Explaining the public ambivalence, Nazgul Turdubekova, director of the non-profit Children’s Rights Defenders League and a member of the Ministry of Social Development’s public oversight board, argues, “the corruption of [Kyrgyz] officials has discredited the very idea of international adoption.” Perceptions that local prospective parents were kept on never-ending waiting lists while “all paths were opened for the international agencies” fueled the public outcry that led to the original moratorium.

“An opinion has formed that [international adoption] is a big business,” Turdubekova told EurasiaNet.org.

Yet legislators have provided few alternatives to the crowded children’s homes dotted around Kyrgyzstan. According to Radio Free Europe, there were 11,000 orphans and abandoned children in such institutions in May 2011, while officials from Kyrgyzstan’s Interior Ministry told the Vechernii Bishkek newspaper that 99 newborns were handed over to children’s homes in the first seven months of 2012. (Not all of these children are orphans. Many are left part-time in the homes by indigent or migrant parents unable to provide full-time care.)

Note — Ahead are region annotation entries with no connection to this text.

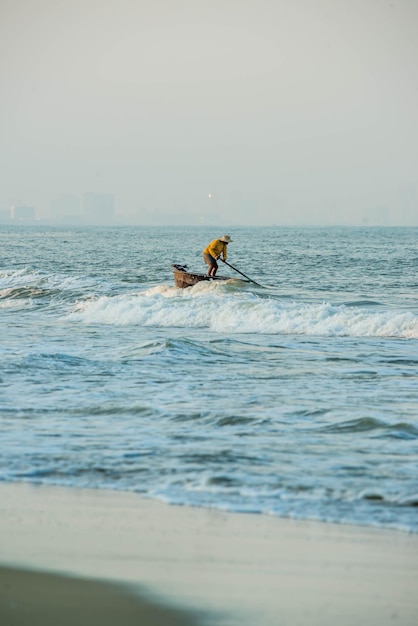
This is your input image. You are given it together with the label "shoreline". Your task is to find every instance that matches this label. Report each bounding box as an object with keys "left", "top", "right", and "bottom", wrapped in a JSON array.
[{"left": 0, "top": 483, "right": 418, "bottom": 626}]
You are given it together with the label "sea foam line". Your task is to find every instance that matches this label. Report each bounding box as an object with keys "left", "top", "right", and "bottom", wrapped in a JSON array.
[{"left": 70, "top": 286, "right": 418, "bottom": 339}]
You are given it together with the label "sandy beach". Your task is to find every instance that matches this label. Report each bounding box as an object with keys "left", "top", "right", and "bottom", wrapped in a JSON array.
[{"left": 0, "top": 483, "right": 418, "bottom": 626}]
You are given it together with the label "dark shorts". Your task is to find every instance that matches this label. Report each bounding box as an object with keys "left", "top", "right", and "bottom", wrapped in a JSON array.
[{"left": 203, "top": 252, "right": 218, "bottom": 268}]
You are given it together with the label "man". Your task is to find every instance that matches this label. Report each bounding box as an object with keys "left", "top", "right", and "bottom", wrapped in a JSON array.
[{"left": 203, "top": 235, "right": 232, "bottom": 278}]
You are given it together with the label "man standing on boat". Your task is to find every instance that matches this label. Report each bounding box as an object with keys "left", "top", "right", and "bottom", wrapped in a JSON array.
[{"left": 203, "top": 235, "right": 232, "bottom": 278}]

Moreover, international adoptions have never been a panacea. Between 2006 – when Kyrgyzstan began accepting regular applications from international families – and 2008, only about 100 international adoptions occurred each year.

For her part, Gabrielle Shimkus refrains from criticizing either government officials or the adoption agencies, but believes she has done everything in her power to prove she is a worthy parent for Azamat. “We believe in the new family code and children's code that the ministries and parliament have worked so hard to create,” she said. “But the last moratorium cost us and our children four years of being apart. [During that time] a part of my heart has been in Kyrgyzstan.”

Editor's note: 
Chris Rickleton is a Bishkek-based journalist.